E-mail Testing: You're Not Testing Enough

I recently led a discussion of a group of 35 Internet fundraising professionals. One of the common threads in the conversation was the desire to do more testing, but the inability to execute tests. I'd like to make some suggestions to help you, if you're in the same position.

Testing is the essential element of measurement and improvement. Without a test, we don't know how to increase our response rate, pass-along rate, or average gift. Worse, we don't even know if this e-mail's results are better than the last because of something we did, or just a change in the mood of the country as a whole.

In direct mail fundraising, you've probably heard some wise older person say, "We don't need to test that. It's worked for 25 years." While they may or may not be right in direct mail, they're as inexperienced as we are in Internet fundraising.

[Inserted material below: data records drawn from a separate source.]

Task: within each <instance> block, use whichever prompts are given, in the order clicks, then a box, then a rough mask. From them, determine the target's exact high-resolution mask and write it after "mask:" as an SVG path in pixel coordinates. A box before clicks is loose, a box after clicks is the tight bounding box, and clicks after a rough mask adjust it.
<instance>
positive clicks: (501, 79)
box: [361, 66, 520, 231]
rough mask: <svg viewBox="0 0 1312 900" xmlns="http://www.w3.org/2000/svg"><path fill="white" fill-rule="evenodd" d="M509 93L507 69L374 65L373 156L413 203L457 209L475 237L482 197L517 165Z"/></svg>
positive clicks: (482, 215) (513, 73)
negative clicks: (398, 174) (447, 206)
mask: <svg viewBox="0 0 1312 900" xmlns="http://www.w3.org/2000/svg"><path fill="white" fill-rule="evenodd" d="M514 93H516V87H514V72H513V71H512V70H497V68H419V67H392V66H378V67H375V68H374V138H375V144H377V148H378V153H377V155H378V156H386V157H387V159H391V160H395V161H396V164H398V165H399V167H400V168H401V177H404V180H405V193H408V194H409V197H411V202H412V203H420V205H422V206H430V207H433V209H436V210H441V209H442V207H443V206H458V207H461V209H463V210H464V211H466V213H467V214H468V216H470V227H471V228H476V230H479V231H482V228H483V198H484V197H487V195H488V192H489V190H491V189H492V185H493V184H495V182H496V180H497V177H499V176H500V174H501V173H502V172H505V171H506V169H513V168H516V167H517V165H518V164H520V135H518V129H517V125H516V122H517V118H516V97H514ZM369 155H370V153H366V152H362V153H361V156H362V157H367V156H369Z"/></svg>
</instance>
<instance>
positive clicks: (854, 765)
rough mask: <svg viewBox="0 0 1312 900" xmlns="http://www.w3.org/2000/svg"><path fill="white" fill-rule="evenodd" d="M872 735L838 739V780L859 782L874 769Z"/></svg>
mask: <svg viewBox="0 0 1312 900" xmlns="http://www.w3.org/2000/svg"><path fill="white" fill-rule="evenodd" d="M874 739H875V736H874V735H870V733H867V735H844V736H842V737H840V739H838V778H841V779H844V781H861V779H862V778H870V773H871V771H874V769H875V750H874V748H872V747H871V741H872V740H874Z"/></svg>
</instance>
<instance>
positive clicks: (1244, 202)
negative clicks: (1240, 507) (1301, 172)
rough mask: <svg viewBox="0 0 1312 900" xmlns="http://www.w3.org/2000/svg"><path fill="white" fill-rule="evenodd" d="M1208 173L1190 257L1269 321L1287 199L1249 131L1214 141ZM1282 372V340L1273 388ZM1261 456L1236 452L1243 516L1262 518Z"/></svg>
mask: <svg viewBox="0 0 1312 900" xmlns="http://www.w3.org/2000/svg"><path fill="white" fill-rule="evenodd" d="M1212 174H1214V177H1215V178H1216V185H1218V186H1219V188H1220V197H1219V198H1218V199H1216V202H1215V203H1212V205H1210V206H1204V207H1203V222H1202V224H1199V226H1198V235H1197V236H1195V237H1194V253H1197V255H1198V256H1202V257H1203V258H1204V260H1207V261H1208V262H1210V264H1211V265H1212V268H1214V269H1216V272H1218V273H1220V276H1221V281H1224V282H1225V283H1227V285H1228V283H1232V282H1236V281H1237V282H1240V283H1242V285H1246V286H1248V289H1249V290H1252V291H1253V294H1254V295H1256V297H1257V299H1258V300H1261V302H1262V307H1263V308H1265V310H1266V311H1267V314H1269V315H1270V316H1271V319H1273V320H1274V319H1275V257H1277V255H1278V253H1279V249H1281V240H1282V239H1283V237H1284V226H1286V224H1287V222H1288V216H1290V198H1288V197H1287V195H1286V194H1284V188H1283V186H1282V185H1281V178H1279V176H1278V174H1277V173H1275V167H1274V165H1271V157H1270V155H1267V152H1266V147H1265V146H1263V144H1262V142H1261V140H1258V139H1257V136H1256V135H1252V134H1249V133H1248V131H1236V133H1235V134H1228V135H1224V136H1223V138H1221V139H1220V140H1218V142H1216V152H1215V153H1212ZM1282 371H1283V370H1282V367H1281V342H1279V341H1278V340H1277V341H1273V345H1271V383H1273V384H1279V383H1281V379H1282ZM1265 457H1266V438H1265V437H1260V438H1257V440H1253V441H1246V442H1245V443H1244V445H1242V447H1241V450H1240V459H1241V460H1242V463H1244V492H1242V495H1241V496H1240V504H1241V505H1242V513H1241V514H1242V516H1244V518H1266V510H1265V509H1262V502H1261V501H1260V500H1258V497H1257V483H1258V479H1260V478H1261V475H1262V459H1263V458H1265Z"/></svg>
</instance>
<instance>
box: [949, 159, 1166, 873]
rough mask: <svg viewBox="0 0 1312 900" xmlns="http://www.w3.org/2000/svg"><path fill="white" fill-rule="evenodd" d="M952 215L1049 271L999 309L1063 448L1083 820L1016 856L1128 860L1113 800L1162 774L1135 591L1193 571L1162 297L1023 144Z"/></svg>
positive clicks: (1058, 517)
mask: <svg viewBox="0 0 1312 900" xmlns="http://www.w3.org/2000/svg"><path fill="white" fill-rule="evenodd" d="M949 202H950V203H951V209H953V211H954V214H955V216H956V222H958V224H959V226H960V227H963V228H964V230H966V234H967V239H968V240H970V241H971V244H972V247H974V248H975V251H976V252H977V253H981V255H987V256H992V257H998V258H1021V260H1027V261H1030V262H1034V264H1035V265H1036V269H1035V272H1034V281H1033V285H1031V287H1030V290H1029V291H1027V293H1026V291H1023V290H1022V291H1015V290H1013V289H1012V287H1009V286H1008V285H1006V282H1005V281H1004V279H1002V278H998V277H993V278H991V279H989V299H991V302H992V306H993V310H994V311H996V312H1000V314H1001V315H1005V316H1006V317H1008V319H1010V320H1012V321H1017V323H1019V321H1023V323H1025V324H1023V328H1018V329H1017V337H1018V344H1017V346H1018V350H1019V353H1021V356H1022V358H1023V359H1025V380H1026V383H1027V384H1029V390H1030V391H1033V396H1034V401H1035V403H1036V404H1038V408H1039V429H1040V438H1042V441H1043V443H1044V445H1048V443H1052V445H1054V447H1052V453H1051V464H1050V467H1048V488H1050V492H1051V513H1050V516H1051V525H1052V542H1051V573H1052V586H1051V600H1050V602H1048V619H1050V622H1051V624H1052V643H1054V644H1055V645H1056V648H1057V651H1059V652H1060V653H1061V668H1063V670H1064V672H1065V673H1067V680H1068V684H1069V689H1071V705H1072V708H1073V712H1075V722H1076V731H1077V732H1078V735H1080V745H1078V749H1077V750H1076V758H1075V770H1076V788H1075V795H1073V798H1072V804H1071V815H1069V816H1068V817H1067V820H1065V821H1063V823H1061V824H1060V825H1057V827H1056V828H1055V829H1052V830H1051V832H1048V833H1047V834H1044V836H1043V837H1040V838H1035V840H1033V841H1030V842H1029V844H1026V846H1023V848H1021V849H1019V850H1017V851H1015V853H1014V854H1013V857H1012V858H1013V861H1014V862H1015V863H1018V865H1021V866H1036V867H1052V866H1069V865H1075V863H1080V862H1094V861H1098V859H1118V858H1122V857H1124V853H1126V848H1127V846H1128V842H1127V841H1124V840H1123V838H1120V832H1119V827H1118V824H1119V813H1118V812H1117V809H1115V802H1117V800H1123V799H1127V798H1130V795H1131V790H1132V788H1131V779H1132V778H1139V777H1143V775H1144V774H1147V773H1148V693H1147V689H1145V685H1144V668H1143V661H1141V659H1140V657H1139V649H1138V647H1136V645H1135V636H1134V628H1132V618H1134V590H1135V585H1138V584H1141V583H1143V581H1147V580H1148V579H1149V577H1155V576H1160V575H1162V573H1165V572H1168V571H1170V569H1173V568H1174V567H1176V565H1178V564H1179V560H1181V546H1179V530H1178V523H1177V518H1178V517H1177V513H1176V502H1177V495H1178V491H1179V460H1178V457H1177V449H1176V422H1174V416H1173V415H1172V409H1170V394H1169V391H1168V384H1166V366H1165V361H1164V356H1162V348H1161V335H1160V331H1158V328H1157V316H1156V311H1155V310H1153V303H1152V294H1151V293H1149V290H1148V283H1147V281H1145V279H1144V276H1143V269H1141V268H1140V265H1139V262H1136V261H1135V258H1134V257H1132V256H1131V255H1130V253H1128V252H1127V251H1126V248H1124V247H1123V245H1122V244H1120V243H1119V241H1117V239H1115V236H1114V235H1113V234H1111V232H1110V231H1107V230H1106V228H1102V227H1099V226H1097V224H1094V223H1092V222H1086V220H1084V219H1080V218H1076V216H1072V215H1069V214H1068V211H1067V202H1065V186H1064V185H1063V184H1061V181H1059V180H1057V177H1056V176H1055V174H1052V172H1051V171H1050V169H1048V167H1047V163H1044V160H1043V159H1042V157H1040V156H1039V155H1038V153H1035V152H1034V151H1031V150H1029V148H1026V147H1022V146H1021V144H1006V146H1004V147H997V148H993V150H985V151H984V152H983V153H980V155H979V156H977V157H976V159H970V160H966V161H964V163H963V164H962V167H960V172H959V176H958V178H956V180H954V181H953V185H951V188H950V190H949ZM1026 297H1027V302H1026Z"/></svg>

The truth is, we don't know enough about what works and what doesn't, and there's so much to find out. If we miss the opportunity to test in one e-mail, we miss the opportunity to improve the next.

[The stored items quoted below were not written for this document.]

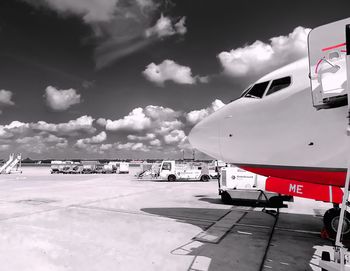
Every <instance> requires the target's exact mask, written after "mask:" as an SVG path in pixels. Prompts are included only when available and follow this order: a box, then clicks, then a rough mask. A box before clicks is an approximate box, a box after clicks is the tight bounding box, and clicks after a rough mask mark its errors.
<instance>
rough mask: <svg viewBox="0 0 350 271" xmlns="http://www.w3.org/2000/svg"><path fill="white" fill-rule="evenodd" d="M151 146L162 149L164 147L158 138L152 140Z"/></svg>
mask: <svg viewBox="0 0 350 271" xmlns="http://www.w3.org/2000/svg"><path fill="white" fill-rule="evenodd" d="M149 144H151V145H152V146H155V147H160V146H161V145H162V143H161V142H160V140H159V139H158V138H156V139H154V140H152V141H151V142H150V143H149Z"/></svg>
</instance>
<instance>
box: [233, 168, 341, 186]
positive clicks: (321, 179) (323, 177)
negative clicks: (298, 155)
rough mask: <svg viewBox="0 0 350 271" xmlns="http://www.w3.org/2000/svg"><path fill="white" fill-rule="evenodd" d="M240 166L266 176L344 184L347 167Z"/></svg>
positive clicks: (247, 169)
mask: <svg viewBox="0 0 350 271" xmlns="http://www.w3.org/2000/svg"><path fill="white" fill-rule="evenodd" d="M237 166H238V167H240V168H242V169H244V170H247V171H250V172H253V173H256V174H259V175H263V176H266V177H277V178H283V179H289V180H296V181H302V182H309V183H318V184H324V185H332V186H339V187H342V186H344V183H345V178H346V169H333V168H307V167H288V166H266V165H262V166H259V165H240V164H237Z"/></svg>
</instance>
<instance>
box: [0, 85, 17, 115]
mask: <svg viewBox="0 0 350 271" xmlns="http://www.w3.org/2000/svg"><path fill="white" fill-rule="evenodd" d="M12 96H13V93H12V91H9V90H5V89H1V90H0V114H1V113H2V110H1V109H2V108H3V107H6V106H13V105H15V103H14V102H13V101H12Z"/></svg>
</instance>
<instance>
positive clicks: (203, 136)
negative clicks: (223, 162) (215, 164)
mask: <svg viewBox="0 0 350 271" xmlns="http://www.w3.org/2000/svg"><path fill="white" fill-rule="evenodd" d="M219 125H220V124H219V121H218V120H217V119H216V118H213V117H212V116H209V117H207V118H205V119H204V120H202V121H201V122H199V123H198V124H197V125H196V126H195V127H193V128H192V130H191V132H190V134H189V136H188V140H189V141H190V144H191V145H192V147H194V148H196V149H197V150H199V151H201V152H203V153H205V154H208V155H209V156H211V157H213V158H216V159H219V160H221V151H220V142H219Z"/></svg>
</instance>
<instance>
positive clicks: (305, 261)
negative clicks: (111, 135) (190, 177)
mask: <svg viewBox="0 0 350 271" xmlns="http://www.w3.org/2000/svg"><path fill="white" fill-rule="evenodd" d="M199 200H203V201H207V202H210V203H213V204H219V203H218V201H216V200H215V199H209V198H200V199H199ZM141 211H143V212H146V213H149V214H153V215H158V216H162V217H167V218H172V219H176V221H178V222H180V223H188V224H191V225H194V226H197V227H200V228H201V229H202V231H203V232H206V230H208V228H210V229H212V228H213V227H212V226H213V225H214V224H215V222H217V221H219V220H220V219H222V218H223V217H225V216H226V215H227V214H228V213H230V212H235V213H236V214H237V216H239V217H241V219H240V220H239V222H238V224H241V225H237V224H236V225H232V226H231V227H230V226H229V227H228V231H227V232H226V233H225V235H224V237H223V238H222V239H220V241H219V242H216V243H215V242H214V243H213V242H203V241H198V240H196V238H195V237H196V236H194V237H193V238H192V240H189V242H188V243H186V244H183V245H181V246H180V247H177V248H174V250H173V251H171V254H173V255H182V256H184V257H185V256H192V257H193V262H192V264H191V266H190V267H189V268H188V270H189V271H192V270H210V271H214V270H215V271H217V270H219V271H226V270H227V271H229V270H230V271H232V270H240V271H241V270H243V271H244V270H248V271H250V270H252V271H253V270H271V269H269V268H271V267H273V270H281V271H282V270H283V271H285V270H288V271H289V270H320V269H317V266H315V264H312V263H311V262H310V261H311V260H316V262H318V258H319V257H318V256H317V255H316V254H315V251H316V247H320V246H323V245H330V242H329V241H328V240H322V239H321V238H320V237H319V236H318V235H316V234H315V233H308V232H307V231H312V230H313V231H317V230H320V223H321V218H319V217H315V216H309V215H298V214H280V216H279V218H278V222H277V225H276V226H277V228H276V229H275V231H274V232H273V231H272V228H273V225H274V223H275V219H276V218H275V217H273V216H271V215H269V214H266V213H264V212H259V211H251V210H244V209H239V208H233V209H220V208H215V209H211V208H144V209H141ZM214 226H215V225H214ZM284 228H286V230H285V229H284ZM304 231H305V232H304ZM203 232H202V233H203ZM272 233H273V235H272V238H271V239H270V237H271V234H272ZM270 241H271V243H269V242H270ZM265 257H266V258H265ZM315 268H316V269H315Z"/></svg>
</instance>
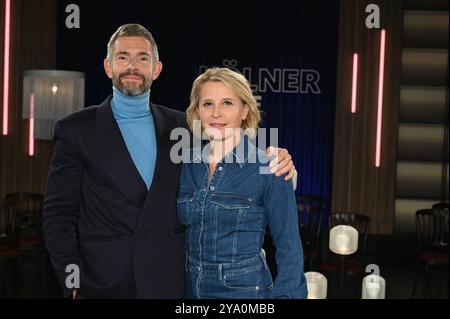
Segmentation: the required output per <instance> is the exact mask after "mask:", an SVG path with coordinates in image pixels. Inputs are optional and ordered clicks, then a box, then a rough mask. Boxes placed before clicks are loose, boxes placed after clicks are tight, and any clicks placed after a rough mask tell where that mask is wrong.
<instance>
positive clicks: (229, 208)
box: [177, 136, 307, 298]
mask: <svg viewBox="0 0 450 319" xmlns="http://www.w3.org/2000/svg"><path fill="white" fill-rule="evenodd" d="M242 150H243V151H242ZM201 153H202V152H201V149H200V148H197V149H190V151H189V152H188V154H189V156H190V157H189V159H187V160H186V159H185V160H183V162H184V163H183V167H182V173H181V179H180V187H179V192H178V196H177V207H178V215H179V218H180V220H181V222H182V223H183V224H185V225H186V242H187V256H186V257H187V258H186V262H187V268H188V267H189V264H195V265H200V266H198V268H199V269H201V265H202V264H226V265H233V264H242V263H244V264H245V261H246V260H251V259H252V258H253V259H255V256H258V255H260V254H261V251H262V245H263V241H264V235H265V232H266V228H267V226H269V229H270V234H271V236H272V240H273V243H274V245H275V247H276V254H275V260H276V263H277V276H276V278H275V281H274V282H273V290H272V296H273V297H274V298H306V295H307V288H306V280H305V276H304V273H303V249H302V245H301V241H300V236H299V229H298V220H297V219H298V217H297V207H296V202H295V196H294V191H293V187H292V182H291V181H285V180H284V177H276V176H275V175H274V174H271V173H270V171H269V170H270V169H269V167H268V165H269V158H268V157H267V156H266V154H265V152H264V151H261V150H260V149H258V148H257V147H256V146H255V145H254V144H253V142H252V141H250V140H249V138H248V137H247V136H245V138H244V139H243V140H242V141H241V143H240V144H239V145H238V147H236V148H235V149H234V150H233V151H232V152H230V153H228V154H227V155H226V156H225V157H224V159H223V160H222V161H221V162H219V163H218V164H217V166H216V169H215V172H214V174H213V176H212V178H211V180H209V166H208V163H207V162H208V161H207V160H205V157H202V156H201ZM203 153H205V151H204V150H203ZM206 154H207V152H206ZM249 267H250V266H249ZM269 277H270V276H269ZM270 280H271V277H270Z"/></svg>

OK, so I'm preaching to the choir. You already know how much you need testing. You wish you could test more. But there's never time. Here's a few ways to incorporate testing into your e-mail strategy with few pains:

1)  Build a list of things you want to test. You should create this list without any particular e-mail campaign in mind. Just make a list of things like: html v. text, subject line, from address, etc. and tack the list on the wall over your desk, or in your conference room.

2)  The next time you're discussing an e-mail campaign, look at the list and ask, "Which of these would be good to test with THIS e-mail?" If time is really tight, consider a simple test, like a variation of subject line. Save the complicated tests for those campaigns with more lead time. Know the limits of the technical support staff with respect to data segmentation and web page manipulation.

3)  Before you submit the e-mail copy and landing page design for approval, draw up the test version and submit them together. It's not much harder than doing one, if you put both test and control on the same track. Select the data together, draw up the copy together, and design the two landing pages together (if needed.) Maybe you need separate thank-you letters - do them at the same time.

4)  Execute the test with as much precision as you would for a direct mail campaign. Then, read the results, analyze them, and share them. Decide from that what the next logical step is.